Oracle 12c – How to Check File Names in a Folder Against Filenames in a Table

filetableoracleoracle-12c

I have a records system in an Oracle database. The records system is used to retrieve pdf, jpeg, video documents, etc.

The design is quite simple: there is a table called infrastructure_records that has a column with hyperlinks to files:

+------------+------------------------------------------+
| project_id |                file_path                 |
+------------+------------------------------------------+
| Project 1  | X:\Records_System\Folder A\Project 1.pdf |
| Project 2  | X:\Records_System\Folder B\Project 2.jpg |
| Project 3  | X:\Records_System\Folder C\Project 3.mpg |
+------------+------------------------------------------+

We use a front-end that creates a clickable hyperlink out of the file paths. Using the hyperlink, users can navigate to the files.

Question:

I want to check the files on the network drive against the list of files in the database table.

If I could get a list of files from the network into a database table, then I could easily query for errors.

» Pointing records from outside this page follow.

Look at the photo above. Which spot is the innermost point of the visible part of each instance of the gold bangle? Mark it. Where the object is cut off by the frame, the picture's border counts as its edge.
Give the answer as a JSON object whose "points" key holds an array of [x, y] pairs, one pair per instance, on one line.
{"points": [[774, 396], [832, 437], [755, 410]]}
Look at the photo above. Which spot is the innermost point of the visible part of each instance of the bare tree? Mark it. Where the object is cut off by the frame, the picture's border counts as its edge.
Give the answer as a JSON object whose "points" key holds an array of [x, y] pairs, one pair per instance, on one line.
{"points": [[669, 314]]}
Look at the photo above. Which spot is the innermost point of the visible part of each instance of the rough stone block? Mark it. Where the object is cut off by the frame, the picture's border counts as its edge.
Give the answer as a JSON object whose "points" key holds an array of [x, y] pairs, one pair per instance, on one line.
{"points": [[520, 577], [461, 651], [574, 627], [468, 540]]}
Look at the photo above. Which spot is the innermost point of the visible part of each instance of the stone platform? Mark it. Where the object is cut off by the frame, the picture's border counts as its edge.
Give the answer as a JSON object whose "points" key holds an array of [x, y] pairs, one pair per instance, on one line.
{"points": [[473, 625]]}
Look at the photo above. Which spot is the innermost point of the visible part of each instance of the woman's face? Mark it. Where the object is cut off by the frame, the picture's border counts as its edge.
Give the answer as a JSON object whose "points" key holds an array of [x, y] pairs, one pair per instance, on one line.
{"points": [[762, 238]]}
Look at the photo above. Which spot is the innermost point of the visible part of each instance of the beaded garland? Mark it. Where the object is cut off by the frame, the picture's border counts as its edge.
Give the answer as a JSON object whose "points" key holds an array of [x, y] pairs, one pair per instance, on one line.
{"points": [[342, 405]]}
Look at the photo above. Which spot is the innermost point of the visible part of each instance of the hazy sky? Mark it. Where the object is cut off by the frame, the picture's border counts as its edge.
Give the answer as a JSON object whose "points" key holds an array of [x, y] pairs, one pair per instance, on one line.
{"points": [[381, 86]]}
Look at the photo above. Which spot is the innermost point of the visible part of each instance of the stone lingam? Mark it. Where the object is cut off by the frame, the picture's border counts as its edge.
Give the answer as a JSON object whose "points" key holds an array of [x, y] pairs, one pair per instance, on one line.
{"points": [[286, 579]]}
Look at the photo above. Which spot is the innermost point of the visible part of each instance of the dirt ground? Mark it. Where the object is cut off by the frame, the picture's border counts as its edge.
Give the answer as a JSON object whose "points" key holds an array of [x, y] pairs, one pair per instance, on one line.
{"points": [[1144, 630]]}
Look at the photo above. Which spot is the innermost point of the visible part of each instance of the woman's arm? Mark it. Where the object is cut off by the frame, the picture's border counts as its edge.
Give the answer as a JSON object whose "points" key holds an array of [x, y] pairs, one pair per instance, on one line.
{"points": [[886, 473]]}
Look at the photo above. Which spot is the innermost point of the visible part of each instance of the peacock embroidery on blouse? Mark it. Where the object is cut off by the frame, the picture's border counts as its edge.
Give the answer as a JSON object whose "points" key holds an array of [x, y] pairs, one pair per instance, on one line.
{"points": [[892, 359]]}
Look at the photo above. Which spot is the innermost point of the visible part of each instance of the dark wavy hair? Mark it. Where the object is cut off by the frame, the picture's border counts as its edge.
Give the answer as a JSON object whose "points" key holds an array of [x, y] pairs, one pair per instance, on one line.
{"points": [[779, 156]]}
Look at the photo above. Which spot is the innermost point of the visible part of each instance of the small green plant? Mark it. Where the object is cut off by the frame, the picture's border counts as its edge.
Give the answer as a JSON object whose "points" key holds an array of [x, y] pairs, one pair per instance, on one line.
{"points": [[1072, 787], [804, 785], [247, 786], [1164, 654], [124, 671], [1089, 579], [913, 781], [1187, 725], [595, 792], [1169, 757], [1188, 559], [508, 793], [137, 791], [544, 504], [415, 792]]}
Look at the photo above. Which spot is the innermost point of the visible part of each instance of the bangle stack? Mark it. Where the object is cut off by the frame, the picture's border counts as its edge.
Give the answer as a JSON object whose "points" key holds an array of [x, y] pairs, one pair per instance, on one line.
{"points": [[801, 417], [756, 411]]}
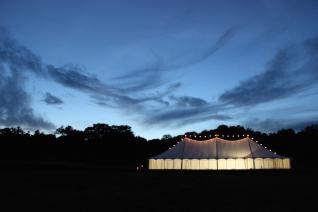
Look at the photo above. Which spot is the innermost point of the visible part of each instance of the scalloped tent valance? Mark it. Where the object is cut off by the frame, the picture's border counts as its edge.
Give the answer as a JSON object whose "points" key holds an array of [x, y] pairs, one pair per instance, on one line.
{"points": [[217, 154]]}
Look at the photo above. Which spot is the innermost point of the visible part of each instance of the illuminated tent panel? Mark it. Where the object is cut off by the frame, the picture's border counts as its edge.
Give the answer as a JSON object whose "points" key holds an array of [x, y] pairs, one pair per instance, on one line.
{"points": [[218, 154]]}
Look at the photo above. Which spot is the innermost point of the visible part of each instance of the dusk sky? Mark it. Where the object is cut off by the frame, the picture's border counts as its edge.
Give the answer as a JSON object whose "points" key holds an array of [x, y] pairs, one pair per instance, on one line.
{"points": [[162, 67]]}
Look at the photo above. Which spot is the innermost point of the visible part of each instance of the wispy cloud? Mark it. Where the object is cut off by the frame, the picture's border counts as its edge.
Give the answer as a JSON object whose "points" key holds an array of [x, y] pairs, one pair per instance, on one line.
{"points": [[287, 74], [153, 75], [51, 99], [15, 103]]}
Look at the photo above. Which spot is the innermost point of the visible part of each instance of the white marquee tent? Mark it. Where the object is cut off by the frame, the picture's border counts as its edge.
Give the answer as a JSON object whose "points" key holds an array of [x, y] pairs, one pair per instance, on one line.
{"points": [[218, 154]]}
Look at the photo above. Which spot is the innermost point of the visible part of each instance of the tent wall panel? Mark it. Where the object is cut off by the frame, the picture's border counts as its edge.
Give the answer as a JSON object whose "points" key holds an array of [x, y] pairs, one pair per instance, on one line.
{"points": [[168, 164], [259, 164], [177, 164], [222, 164], [186, 164], [286, 163], [217, 153], [250, 163], [240, 163], [195, 164], [230, 164], [204, 164], [268, 163], [213, 164]]}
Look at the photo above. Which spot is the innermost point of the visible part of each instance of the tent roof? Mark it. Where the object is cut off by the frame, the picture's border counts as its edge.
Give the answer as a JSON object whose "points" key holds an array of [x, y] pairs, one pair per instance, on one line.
{"points": [[217, 148]]}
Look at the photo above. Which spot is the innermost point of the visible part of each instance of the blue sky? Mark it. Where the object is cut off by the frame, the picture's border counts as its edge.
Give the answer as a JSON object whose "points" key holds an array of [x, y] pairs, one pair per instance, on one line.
{"points": [[162, 67]]}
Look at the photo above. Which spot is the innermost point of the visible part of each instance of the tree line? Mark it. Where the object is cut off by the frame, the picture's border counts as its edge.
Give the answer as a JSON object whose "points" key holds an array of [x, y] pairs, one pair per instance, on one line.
{"points": [[117, 145]]}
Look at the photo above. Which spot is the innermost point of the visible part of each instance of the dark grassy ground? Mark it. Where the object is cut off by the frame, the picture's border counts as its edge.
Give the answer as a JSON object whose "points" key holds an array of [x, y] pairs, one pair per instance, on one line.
{"points": [[70, 187]]}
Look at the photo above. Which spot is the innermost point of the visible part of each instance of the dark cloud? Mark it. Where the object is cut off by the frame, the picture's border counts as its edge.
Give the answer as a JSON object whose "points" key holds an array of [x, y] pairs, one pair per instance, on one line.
{"points": [[188, 101], [17, 56], [52, 100], [15, 103], [153, 76], [15, 109], [280, 80], [272, 124], [180, 116]]}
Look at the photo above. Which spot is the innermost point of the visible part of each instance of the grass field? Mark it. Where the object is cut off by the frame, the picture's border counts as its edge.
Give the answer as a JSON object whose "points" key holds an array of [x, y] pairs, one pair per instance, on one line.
{"points": [[71, 187]]}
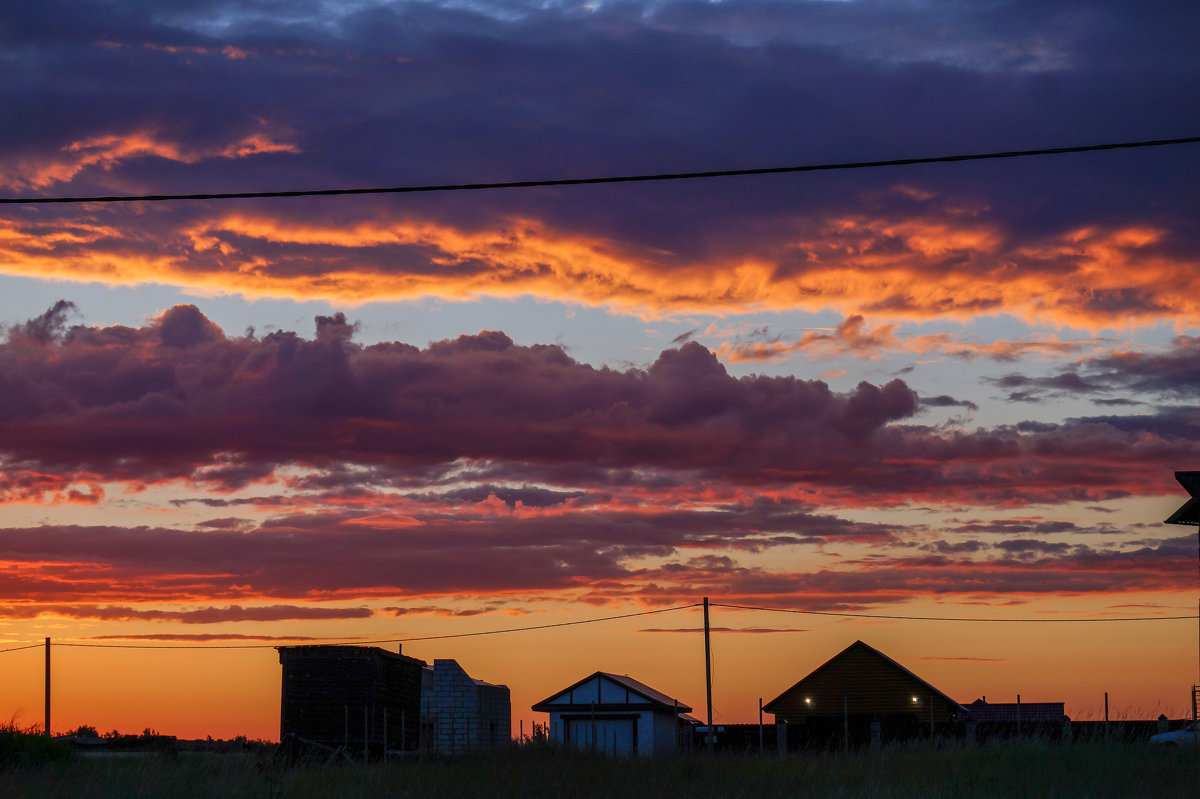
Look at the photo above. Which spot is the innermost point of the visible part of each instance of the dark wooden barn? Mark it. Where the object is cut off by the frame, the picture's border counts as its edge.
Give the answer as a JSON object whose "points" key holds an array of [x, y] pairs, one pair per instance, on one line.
{"points": [[355, 697], [862, 685]]}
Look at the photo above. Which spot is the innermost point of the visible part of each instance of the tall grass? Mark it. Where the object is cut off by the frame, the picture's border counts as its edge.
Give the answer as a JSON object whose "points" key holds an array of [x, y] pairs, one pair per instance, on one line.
{"points": [[1091, 772], [24, 748]]}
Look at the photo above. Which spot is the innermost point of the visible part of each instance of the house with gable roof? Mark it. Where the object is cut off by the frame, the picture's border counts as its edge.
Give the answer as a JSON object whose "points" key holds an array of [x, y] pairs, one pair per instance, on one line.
{"points": [[617, 715], [861, 685]]}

However, I'm not sure what the best way would be to create the list of files in an Oracle table.

There are approximately 60,000 files on the network drive, nestled in a variety of subfolders
The files don't exist on the same server as the Oracle database (I'm not an I.T. guy, so I'm pretty clueless about this sort of thing). However, I do have the drive mapped in Windows Explorer on the computer that I would be running the query from.
This QC operation would be run about once per month.
Performance isn't a huge concern. The list of files doesn't need to be "live", although that would certainly be a plus.
I can think of quick-and-dirty ways to do this using VBA scripting in MS Office or the like. But, it has occurred to me that there might be a more professional or out-of-box way to do this (perhaps using built-in Oracle functionality).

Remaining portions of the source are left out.